We focus on developing partnerships with community-based organizations to address the inequities in health outcomes among vulnerable populations throughout New York. We aim to foster a relationship characterized by mutuality, equality of status, clearly defined goals, and effective communication. Additionally, we aim to fully integrate key stakeholders in collaborative research and outreach programs that will generate new evidence and achieve health equity.
Social Determinants of Health Equity (SDOH)
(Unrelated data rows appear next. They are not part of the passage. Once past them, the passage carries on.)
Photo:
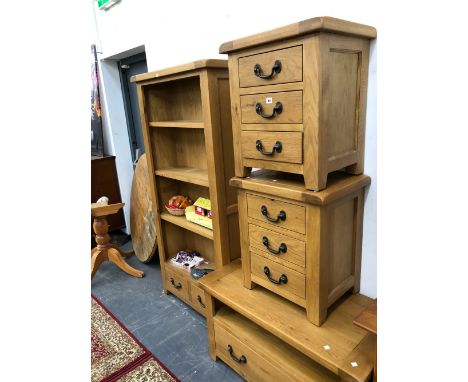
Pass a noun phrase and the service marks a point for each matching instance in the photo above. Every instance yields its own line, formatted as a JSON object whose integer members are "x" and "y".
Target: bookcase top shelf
{"x": 186, "y": 174}
{"x": 194, "y": 65}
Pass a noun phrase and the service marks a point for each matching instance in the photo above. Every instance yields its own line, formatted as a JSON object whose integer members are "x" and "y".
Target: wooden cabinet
{"x": 299, "y": 98}
{"x": 264, "y": 337}
{"x": 185, "y": 114}
{"x": 304, "y": 246}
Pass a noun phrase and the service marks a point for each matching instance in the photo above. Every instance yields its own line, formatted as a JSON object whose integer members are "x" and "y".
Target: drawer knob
{"x": 274, "y": 70}
{"x": 241, "y": 359}
{"x": 200, "y": 301}
{"x": 281, "y": 215}
{"x": 276, "y": 148}
{"x": 283, "y": 278}
{"x": 281, "y": 249}
{"x": 277, "y": 109}
{"x": 178, "y": 286}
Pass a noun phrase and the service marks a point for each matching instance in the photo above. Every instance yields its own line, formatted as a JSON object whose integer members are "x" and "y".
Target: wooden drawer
{"x": 284, "y": 146}
{"x": 290, "y": 62}
{"x": 268, "y": 358}
{"x": 177, "y": 284}
{"x": 294, "y": 215}
{"x": 198, "y": 298}
{"x": 255, "y": 368}
{"x": 292, "y": 285}
{"x": 291, "y": 103}
{"x": 290, "y": 250}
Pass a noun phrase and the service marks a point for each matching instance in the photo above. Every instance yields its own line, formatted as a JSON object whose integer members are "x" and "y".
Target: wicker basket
{"x": 176, "y": 211}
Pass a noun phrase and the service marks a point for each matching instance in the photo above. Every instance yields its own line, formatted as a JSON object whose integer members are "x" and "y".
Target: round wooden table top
{"x": 141, "y": 214}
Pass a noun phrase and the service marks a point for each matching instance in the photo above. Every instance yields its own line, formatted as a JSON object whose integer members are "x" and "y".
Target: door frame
{"x": 137, "y": 58}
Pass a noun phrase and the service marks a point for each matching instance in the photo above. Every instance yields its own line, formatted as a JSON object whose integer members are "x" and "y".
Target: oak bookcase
{"x": 186, "y": 121}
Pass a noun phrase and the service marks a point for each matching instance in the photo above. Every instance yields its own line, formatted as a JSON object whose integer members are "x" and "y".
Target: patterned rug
{"x": 116, "y": 355}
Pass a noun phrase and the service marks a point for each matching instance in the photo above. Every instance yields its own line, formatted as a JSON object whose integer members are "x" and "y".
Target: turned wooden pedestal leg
{"x": 105, "y": 251}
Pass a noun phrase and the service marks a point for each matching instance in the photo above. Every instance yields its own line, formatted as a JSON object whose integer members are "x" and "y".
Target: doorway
{"x": 128, "y": 67}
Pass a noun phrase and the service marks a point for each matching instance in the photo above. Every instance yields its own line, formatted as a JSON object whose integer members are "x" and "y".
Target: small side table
{"x": 105, "y": 251}
{"x": 367, "y": 320}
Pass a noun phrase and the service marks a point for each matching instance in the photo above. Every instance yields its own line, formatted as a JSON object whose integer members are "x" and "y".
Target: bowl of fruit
{"x": 176, "y": 205}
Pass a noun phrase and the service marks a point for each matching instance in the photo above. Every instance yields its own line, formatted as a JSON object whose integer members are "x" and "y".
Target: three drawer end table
{"x": 302, "y": 245}
{"x": 298, "y": 98}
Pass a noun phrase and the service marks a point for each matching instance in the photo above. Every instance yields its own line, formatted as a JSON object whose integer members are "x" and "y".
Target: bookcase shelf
{"x": 186, "y": 174}
{"x": 181, "y": 221}
{"x": 183, "y": 124}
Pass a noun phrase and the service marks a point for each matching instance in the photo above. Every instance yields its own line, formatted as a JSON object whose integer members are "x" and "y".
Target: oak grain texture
{"x": 309, "y": 26}
{"x": 295, "y": 249}
{"x": 295, "y": 214}
{"x": 291, "y": 146}
{"x": 291, "y": 101}
{"x": 291, "y": 67}
{"x": 142, "y": 224}
{"x": 290, "y": 365}
{"x": 293, "y": 290}
{"x": 329, "y": 234}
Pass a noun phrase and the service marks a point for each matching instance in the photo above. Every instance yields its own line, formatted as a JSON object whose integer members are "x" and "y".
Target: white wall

In many medical settings, patients’ health-related social and contextual needs – transportation, housing stability, food security, literacy – can be better identified and then responded to. Cornell’s Master of Public Health Program, Cayuga Health Partners (CHP) and the Care Connections Clinic have partnered to mentor CCHEq-affiliated students as they develop, pilot and evaluate a Social Determinants screening and referral tool. The aim is to expand this strategy to all primary care practices in the CHP’s network, with the ultimate goal of reducing health disparities by bringing attention to these needs and providing referrals that can assist patients. An Engaged Opportunity Grant from Cornell made this collaboration possible. Project Lead: Lara Parrilla, MPH
SDOH Form | SDOH Brochure | Financial Assistance | Childcare & Adult Ed Poster | Social Support Poster | Housing Flyer | Transportation Flyer | Food Resources
Under the guidance of this project’s community and academic partners, the students have developed six different posters to raise awareness of the social determinants of health, a brochure for patients with relevant community resources, and a screening tool. In 2021, the screening tool, referral system, and communication materials will be pilot tested, monitored, and evaluated. Cayuga Health Partners will also work with the Human Services Coalition of Tompkins County to integrate 2-1-1’s community services database into CHP’s data warehouse to power a patient-centered online resource directory for self-referrals. CHP also aims to onboard a small group of community-based organizations onto their new patient referral platform.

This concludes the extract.